[Mlir-commits] [mlir] 9f6a1dd - [mlir][tensor] Introduce `FoldTensorCastUnPackOp` (#121393)
llvmlistbot at llvm.org
llvmlistbot at llvm.org
Fri Jan 3 01:09:27 PST 2025
Author: Andrzej WarzyĆski
Date: 2025-01-03T09:09:23Z
New Revision: 9f6a1ddb43133328c90edfa29ccd4c714b289cb6
URL: https://github.com/llvm/llvm-project/commit/9f6a1ddb43133328c90edfa29ccd4c714b289cb6
DIFF: https://github.com/llvm/llvm-project/commit/9f6a1ddb43133328c90edfa29ccd4c714b289cb6.diff
LOG: [mlir][tensor] Introduce `FoldTensorCastUnPackOp` (#121393)

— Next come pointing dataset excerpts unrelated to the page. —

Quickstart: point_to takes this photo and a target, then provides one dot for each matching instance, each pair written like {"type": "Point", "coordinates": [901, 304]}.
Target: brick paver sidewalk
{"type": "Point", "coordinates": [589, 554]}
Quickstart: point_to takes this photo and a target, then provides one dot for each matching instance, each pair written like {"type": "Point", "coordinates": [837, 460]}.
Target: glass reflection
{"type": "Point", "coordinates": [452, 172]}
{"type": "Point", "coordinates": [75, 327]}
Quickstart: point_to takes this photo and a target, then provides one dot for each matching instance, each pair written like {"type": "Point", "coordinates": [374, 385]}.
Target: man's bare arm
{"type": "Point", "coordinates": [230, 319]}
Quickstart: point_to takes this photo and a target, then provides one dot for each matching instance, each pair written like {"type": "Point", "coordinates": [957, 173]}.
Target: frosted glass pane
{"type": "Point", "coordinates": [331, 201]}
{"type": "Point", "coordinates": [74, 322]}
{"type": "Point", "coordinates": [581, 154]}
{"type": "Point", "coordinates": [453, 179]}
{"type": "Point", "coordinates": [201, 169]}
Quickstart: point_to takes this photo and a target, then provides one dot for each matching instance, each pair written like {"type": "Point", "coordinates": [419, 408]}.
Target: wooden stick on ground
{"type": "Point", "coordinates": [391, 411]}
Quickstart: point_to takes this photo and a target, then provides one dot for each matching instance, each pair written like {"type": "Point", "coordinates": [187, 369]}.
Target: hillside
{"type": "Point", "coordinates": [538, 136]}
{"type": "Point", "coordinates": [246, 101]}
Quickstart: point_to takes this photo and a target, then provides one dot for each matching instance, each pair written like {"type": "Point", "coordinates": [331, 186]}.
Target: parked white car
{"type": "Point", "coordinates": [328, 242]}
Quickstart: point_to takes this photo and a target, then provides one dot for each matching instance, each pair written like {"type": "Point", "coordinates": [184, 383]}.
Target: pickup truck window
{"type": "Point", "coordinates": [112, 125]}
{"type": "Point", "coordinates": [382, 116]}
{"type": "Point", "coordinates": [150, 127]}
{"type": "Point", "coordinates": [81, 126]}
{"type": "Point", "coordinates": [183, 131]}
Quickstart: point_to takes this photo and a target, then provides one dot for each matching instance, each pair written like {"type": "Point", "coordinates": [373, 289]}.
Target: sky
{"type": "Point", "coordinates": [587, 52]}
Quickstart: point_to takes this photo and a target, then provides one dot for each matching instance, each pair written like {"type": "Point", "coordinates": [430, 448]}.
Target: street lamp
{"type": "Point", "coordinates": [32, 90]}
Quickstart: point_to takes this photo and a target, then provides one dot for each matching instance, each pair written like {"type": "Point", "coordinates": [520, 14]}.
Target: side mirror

This patch specializes `FoldTensorCastProducerOp` for `tensor::UnPackOp` by
introducing a dedicated pattern: `FoldTensorCastUnPackOp`. This mirrors a
similar update made for `tensor::PackOp` in #114559. Below is the updated
rationale tailored to `tensor::UnPackOp`.
ISSUE DESCRIPTION
Currently, `FoldTensorCastProducerOp` incorrectly folds the following:
```mlir
%cast = tensor.cast %dest : tensor<1x1x8x1xi32> to tensor<1x1x?x1xi32>
// Note: `%c8` and `?`.
%unpack = tensor.unpack %cast
inner_dims_pos = [0, 1]
inner_tiles = [%c8, 1]
into %res : tensor<1x1x?x1xi32> -> tensor<7x?xi32>
```
as:
```mlir
// Note: `%c8` and `8`.
%unpack = tensor.unpack %cast
inner_dims_pos = [0, 1]
inner_tiles = [%c8, 1]
into %res : tensor<1x1x8x1xi32> -> tensor<7x?xi32>
```
This triggers an Op verification failure because the folder does not
update the inner tile sizes in the unpack Op. This patch addresses the
issue by ensuring proper handling of inner tile sizes.
ADDITIONAL CHANGES
* invalid.mlir: Fixed a typo.
* TensorOps.cpp:
* Removed unnecessary `(void)tileSize`.
* Added comments following the discussion in PR #115772.
* Made minor updates to `FoldTensorCastPackOp` for consistency with the newly
introduced `FoldTensorCastUnPackOp`.
* Tensor/canonicalize.mlir: Ensured consistent usage of `test_attr` (e.g.,
replaced mixed use of `test_attr` and `some_attr`).
Added:
Modified:
mlir/lib/Dialect/Tensor/IR/TensorOps.cpp
mlir/test/Dialect/Tensor/canonicalize.mlir
mlir/test/Dialect/Tensor/invalid.mlir
Removed:
################################################################################
diff --git a/mlir/lib/Dialect/Tensor/IR/TensorOps.cpp b/mlir/lib/Dialect/Tensor/IR/TensorOps.cpp
index f79c774ceb3e9a..24a1d553153198 100644
--- a/mlir/lib/Dialect/Tensor/IR/TensorOps.cpp
+++ b/mlir/lib/Dialect/Tensor/IR/TensorOps.cpp
@@ -4795,6 +4795,44 @@ static SmallVector<Value> getNewOperands(DestinationStyleOpInterface op,
return newOperands;
}
+// Given the (potentially) updated packed type, `newPackedTy`, generates an
+// updated mixed-tile-sizes attribute. A tile size is updated only
+// when:
+// * a dim from newPackedTy is static, and
+// * the corresponding size from mixedTiles is still dynamic.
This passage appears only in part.